Yüksek masraflarla türlü türlü çeyizlerin ha­zırlanması, düğünlerin muhteşem gösterilerle günlerce sürmesi, halka mükellef ziyafetlerin çekilmesi onlara verilen değerin birer göster­gesiydi. Harcamaların hemen hepsinin padişah tarafından karşılanması, sultanın mutluluğuna giden yoldaki malî bedelin damadın harcadıkla­rından çok daha yüksek olduğu anlamına geliyor­du.

Düğün sonrasında padişah veya devlet imkânlarıyla ama padişahın ihsanıyla tahsis edilen sarayda oturulması, görevlilerin çoğunun maaşının sultan tarafından ödenmesi, damada maaş bağlan­ması, sultanın maaşının damattan çok yüksek olması gibi bazı uygu­lamalar sultanın evlilik hayatında­ki üstün rolüne vurgu yapmaktay­dı.

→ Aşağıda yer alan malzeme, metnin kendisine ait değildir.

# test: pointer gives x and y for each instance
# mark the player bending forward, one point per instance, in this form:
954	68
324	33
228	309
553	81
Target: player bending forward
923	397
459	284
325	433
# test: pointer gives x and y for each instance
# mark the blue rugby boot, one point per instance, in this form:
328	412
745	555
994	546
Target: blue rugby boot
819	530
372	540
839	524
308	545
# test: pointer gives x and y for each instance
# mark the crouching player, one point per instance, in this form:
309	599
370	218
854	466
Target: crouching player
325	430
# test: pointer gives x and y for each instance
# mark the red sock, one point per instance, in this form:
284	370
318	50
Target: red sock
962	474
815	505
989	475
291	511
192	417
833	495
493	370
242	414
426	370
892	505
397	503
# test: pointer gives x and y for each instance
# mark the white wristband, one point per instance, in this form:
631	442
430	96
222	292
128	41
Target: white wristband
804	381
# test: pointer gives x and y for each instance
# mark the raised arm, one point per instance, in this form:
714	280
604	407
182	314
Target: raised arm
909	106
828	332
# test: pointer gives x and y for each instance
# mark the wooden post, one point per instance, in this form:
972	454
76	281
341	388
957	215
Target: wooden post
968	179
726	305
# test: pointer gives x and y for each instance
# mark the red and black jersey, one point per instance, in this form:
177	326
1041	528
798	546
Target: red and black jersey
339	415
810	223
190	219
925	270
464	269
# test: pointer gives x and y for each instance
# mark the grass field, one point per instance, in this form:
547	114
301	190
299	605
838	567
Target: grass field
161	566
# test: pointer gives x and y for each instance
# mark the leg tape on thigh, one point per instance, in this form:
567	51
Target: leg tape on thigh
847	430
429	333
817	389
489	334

İmparatorluğun sonlarında esen değişim rüzgârları sultanların eğitim­lerinden eş seçme ve nikâh usullerine, düğünlerinden yaşam tarzlarına kadar birçok şeyi değiştirse de, hanedanın yüce şanını koruma kaygısı ve düşün­cesi hiç değişmeyecekti.

Ta ki, hanedan 1924 Mart'ında yurt dışına sürülünceye kadar. Bun­dan sonra sürgünde evlilikler döne­mi başlayacaktı ki, artık “ol salta­natın yerinde” Cumhuriyet yelleri esecekti.